Week 4 Common Conditions Flashcards
What is constipation?
Common problem: affects ~1/3 population
Several definitions exist:
A bowel movement less frequent than three times a week
Production of a stool which is hard, difficult to pass or painful to pass
Consistency more significant than frequency for diagnosis
The Rome III Criteria (Chronic Functional Constipation):
Requires 2 or more of the following features
Must apply to at least 25% of bowel motions, over a 3 month period
Straining or manual manoeuvres required to facilitate evacuation
Lumpy/hard stools or if loose stools rare without laxatives
Sensation of incomplete evacuation or anorectal blockage
< 3 bowel movements each week
What is the aetiology of constipation? (5)
Dietary factors
e.g. diets low in fibre or water
Lifestyle factors
e.g. sedentary lifestyles
Medication side effects
e.g. analgesics, anti-depressants, iron supplements, diuretics
Psychological & neurological factors
e.g. chronic stress, ignoring the urge to defecate
Organic diseases & metabolic problems
e.g. diverticular disease, GIT malignancies, IBD, hypothyroidism
What is the management of constipation?
Features warranting concern & referral:
Onset in middle age or old age
PR bleed, melena or mucous
Weight loss, fever, rectal pain, anorexia, nausea, vomiting
Family history of colorectal cancer
Targeted management:
Increase fibre & water intake*
Introduce gentle exercise
*Implications for Pt education:
Rapid fibre increases can result in diarrhoea & flatulence
Drug regime modification
Address psychological issues e.g. managing stress
Use of biofeedback or neuromuscular retraining
What is the role of osteopathy in constipation?
Visceral techniques
Implications for patient teaching (sitting posture vs squatting posture)
What are the different types of laxatives?
First-line therapy: Bulking agents e.g. psyllium
Mechanism: increase faecal bulk which stimulates peristalsis
First-line therapy: Osmotic laxatives e.g. lactulose, glycerol
Mechanism: exerts osmotic effect which increases intraluminal pressure
Stool softeners e.g. doccusate
Mechanism: promote the retention of water in faecal matter
Bowel stimulants e.g. senna, bisacodyl
Mechanism: direct stimulation of nerve endings in colonic mucosa
Avoid long-term use
Opioid antagonists e.g. naloxone
Mechanism: competitive antagonist at GIT opioid receptors
May encounter these in patients receiving opioid therapy
Combined preparations exist e.g. Targin (oxycodone/naloxone)
What is diarrhoea (acute and chronic)?
Acute diarrhoea
Sudden onset of >3 loose stools/day
Lasts less than 14 days
Chronic diarrhoea
Present for at least four weeks
What are the common aetiologies of acute and chronic diarrhoea?
ACUTE
Infectious gastroenteritis/enteritis
Bacterial: Salmonella, E. coli
Viral: Rotavirus, Norwalk virus
Dietary issues
e.g. food allergies, binge-eating
Adverse drug reactions
e.g. antibiotics
CHRONIC
Chronic infective diarrhoea
Human immunodeficiency virus
Intestinal disorders
e.g. IBS, IBD, Coeliac disease
Adverse drug reactions
e.g. alcohol abuse
What are features of diarrhoea warranting concern & referral?
Severe/worsening diarrhoea in Pts >70 yrs or immunocompromised
Bloody/mucoid/purulent diarrhoea
Diarrhoea accompanied by severe abdominal pain or signs of infection
What is the management of diarrhoea?
Treatment/management of the causative factor (investigate if not known)
Rehydration & electrolyte replacement (IV therapy required in severe cases)
Antibiotics: for proven bacterial infections
Depending on the underlying disorder - anti-diarrhoeal agents
Synthetic Opioids e.g. loperamide
Mechanism: acts of GIT opioid receptors (reduces peristalsis)

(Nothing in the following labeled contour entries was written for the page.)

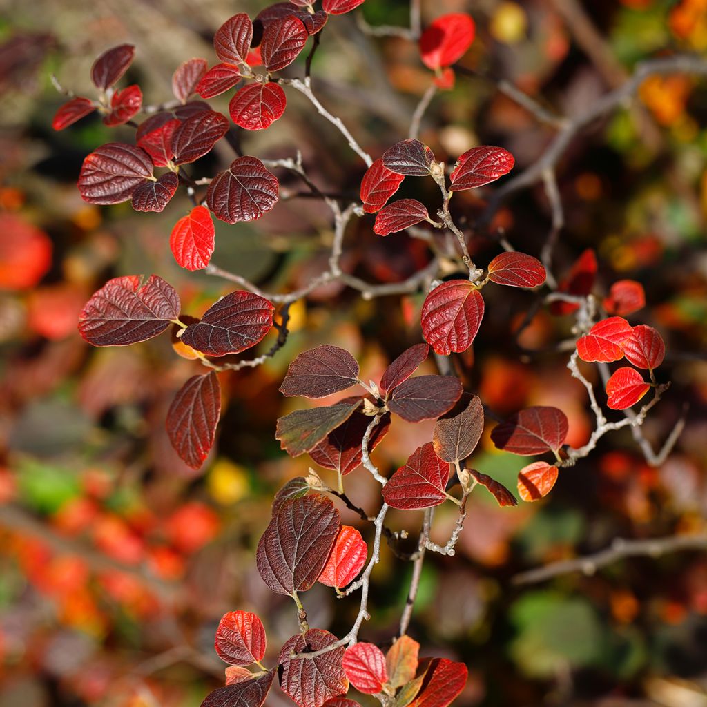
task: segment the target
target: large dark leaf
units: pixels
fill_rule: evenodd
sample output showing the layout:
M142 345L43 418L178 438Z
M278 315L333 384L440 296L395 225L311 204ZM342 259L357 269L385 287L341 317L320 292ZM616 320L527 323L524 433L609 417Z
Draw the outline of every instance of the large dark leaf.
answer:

Does not cross BBB (low potential for abuse)
What is IBS?
Functional bowel disorder consisting of abdominal discomfort and constipation or diarrhoea (or an alternation between both)
INCIDENCE
Most common bowel disorder in Western countries
Affects ~10% Australians, greater prevalence in women 20-40
What are the proposed mechanisms of IBS?
Hyperexcitability of ENS; disturbed ANS/CNS processing
Abnormal intestinal motility & secretion
In some people there is a correlation between symptoms and:
Certain foods
Recent intestinal infections or intestinal flora overgrowth
Emotional factors e.g. stress
What are the clinical features of IBS?
Abdominal pain or discomfort
Commonly in the Rt or Lt iliac region, or hypogastrium
Usually relieved by defecation
Variable bowel habit
Predominant constipation/diarrhoea
Alternating constipation/diarrhoea
Abdominal distension, excessive flatus & borborygmi
Nausea, cramping, tenesmus
What is the management of IBS?
Reassurance that there is no serious underlying pathology
Appropriate strategies to manage the constipation & diarrhoea
Food elimination approaches are helpful in some cases
Pharmacological agents
In addition to the aperients & anti-diarrhoeal agents previously mentioned
Serotonin-receptor modulators
5HT4 receptor agonists (severe constipation)
5HT3 receptor antagonists (severe diarrhoea)
Anti-spasmodics
Hyoscine butylbromide
Mechanism: muscarinic receptor antagonist
Meberverine
Mechanism: direct relaxing effect on GIT smooth m. (anaesthetic properties)
Also has weak anti-muscarinic action
What is diverticular disease?
DEFINITION: Presence of saccular outpouching in the wall of the colon, synonymous with diverticulosis
If the pouches become inflamed the process is called diverticulitis
INCIDENCE:
5-10% across all ages, 30 - 50% in those aged over 60
Lower in non-Western countries (? dietary differences)
What is the aetiology of diverticular disease?
A diet low in roughage (higher intraluminal pressures required to move stool)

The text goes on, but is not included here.